Tract réalisé par le comité de soutien au lendemain de la mort de Malika, en juin 1973

« 1973, année de la haine »

Petit-à-petit, l’histoire avance et les fils du mensonge apparaissent. Preuve à l’appui, Jennifer Yezid joint une lettre que la CFDT des inspecteurs de police a envoyé à son grand-père, Saïd, peu de temps après le décès de Malika. Ils confessent leur honte, avouent leur crime, mais ne diront rien, car ils sont « tenus au silence » par leurs chefs. L’autrice explique à quel point ces mots furent écœurants.

Pourtant, elle écrit : « Certes, cette lettre ne suffira jamais, ne remplacera pas, ne réparera rien et pourtant son empathie et sa tristesse, que je crois sincères, me font du bien. » De fait, ce courrier semble bien dérisoire face au mépris et aux intimidations que les gendarmes et les renseignements généraux ont fait subir à Fatima et Saïd Yezid.

En faisant ses recherches, Jennifer Yezid s’aperçoit que l’année 1973 est l’une des plus violentes envers les travailleurs étrangers. Les circulaires Marcellin-Fontanet encadrent très durement l’obtention d’un titre de séjour, l’OAS sème la terreur et le sud de la France – Grasse et Marseille notamment – devient le théâtre d’agressions racistes, d’interpellations et de ratonnades.

À l’époque, les autorités algériennes font état de 50 assassinats et 300 blessés parmi leurs ressortissants. Néanmoins, malgré l’ampleur des luttes et le soutien de la LICRA, peu de condamnations ont été prononcées.

Un récit collectif

Le meurtre de Malika est donc présenté comme un point de bascule. En s’appropriant son histoire personnelle, Jennifer Yezid soulève la question de l’hérédité du traumatisme et replace son nom dans une histoire plus large de l’immigration algérienne. C’est ainsi qu’elle raconte comment ses grand-parents ont quitté la Kabylie. « Comme tant d’autres, pour grossir les rangs des ouvriers immigrés qui espéraient offrir à leurs huit enfants un avenir meilleur. » Ils emménagent alors dans les nouveaux ensembles d’habitation sortis de terre pour faire face à la crise du logement.
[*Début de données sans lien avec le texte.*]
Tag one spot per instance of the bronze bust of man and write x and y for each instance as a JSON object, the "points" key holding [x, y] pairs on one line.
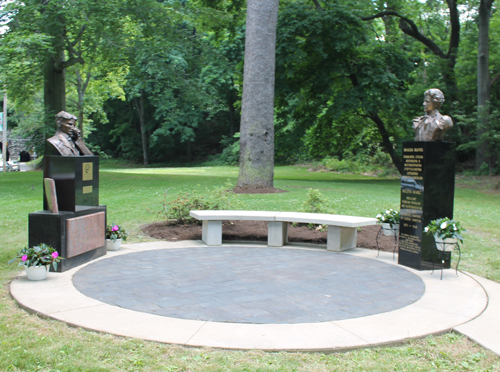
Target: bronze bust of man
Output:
{"points": [[433, 125], [67, 141]]}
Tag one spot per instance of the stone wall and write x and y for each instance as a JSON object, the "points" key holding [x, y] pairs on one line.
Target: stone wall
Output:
{"points": [[16, 145]]}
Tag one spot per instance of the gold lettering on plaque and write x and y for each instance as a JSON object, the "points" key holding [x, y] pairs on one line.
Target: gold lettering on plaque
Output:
{"points": [[87, 172]]}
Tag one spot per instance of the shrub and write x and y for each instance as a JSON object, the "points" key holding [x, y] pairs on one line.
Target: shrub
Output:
{"points": [[315, 202], [222, 198]]}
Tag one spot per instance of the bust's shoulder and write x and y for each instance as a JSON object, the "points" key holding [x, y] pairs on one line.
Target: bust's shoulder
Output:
{"points": [[445, 120]]}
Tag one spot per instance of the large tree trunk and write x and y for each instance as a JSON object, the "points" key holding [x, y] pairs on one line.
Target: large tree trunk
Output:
{"points": [[483, 83], [54, 94], [257, 113], [139, 103], [81, 87]]}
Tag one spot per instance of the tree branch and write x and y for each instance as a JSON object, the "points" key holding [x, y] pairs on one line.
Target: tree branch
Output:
{"points": [[80, 34], [317, 4], [383, 132], [71, 62], [410, 28], [495, 78]]}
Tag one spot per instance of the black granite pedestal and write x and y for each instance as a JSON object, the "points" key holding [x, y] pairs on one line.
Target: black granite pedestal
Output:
{"points": [[78, 236], [427, 193], [76, 179], [78, 228]]}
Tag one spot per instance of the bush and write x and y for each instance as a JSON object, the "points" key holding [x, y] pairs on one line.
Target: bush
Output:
{"points": [[230, 154], [222, 198], [316, 202], [370, 160]]}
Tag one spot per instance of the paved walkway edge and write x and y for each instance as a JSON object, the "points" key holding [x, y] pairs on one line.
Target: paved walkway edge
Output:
{"points": [[485, 329], [447, 304]]}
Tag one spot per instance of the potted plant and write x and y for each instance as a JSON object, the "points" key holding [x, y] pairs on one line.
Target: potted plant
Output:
{"points": [[447, 233], [390, 222], [114, 236], [37, 260]]}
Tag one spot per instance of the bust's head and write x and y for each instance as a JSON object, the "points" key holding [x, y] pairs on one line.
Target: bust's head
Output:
{"points": [[66, 123], [433, 100]]}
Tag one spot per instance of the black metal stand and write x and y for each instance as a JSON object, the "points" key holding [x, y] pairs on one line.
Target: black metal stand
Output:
{"points": [[395, 233], [443, 255]]}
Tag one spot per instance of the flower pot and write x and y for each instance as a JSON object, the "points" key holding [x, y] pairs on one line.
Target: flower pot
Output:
{"points": [[447, 244], [390, 231], [36, 272], [113, 245]]}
Ainsi, dans le chapitre qu’elle consacre à la cité des Groux, l’autrice croise l’histoire de l’immigration à celle de l’urbanisme. Une manière de pointer du doigt l’écart de privilèges et de considération entre les habitants des grands ensembles de Fresnes et ceux du quartier de la Défense – contemporains dans leur construction.

La cité des Groux : symbole de la relégation et foyer solidaire

Cependant, c’est dans ce quartier que des liens se tissent entre les habitants. Et lorsque Malika est tuée, la MJC fresnoise devient le QG d’un comité de soutien solide à l’initiative des tracts, des marches, des cagnottes et des démarches judiciaires pour aider la famille Yezid.

L’autrice rend donc hommage à la cité des Groux en recréant par les mots son quotidien doux amer animé par les conseils échangés, les enfants qui jouent et le camion Oscar qui roule dans le quartier pour vendre des glaces. Elle en profite au passage pour raconter la vie des adolescentes qui allaient danser en boîte ou aux centres commerciaux et voulaient être « autre chose qu’une Arabe bonne élève que la République sauve d’un frère ou d’un père violent. »

La puissance des mères

On pourrait citer le livre de Fatima Ouassak (que Jennifer Yezid a d’ailleurs rencontrée) pour montrer que ce livre fait aussi état de la « puissance des mères ». Car ce sont les mères de Fresnes qui s’organisent en premier lieu. Et c’est Fatima Yezid – d’abord auprès de son mari puis seule – qui se bat pour que justice soit faite.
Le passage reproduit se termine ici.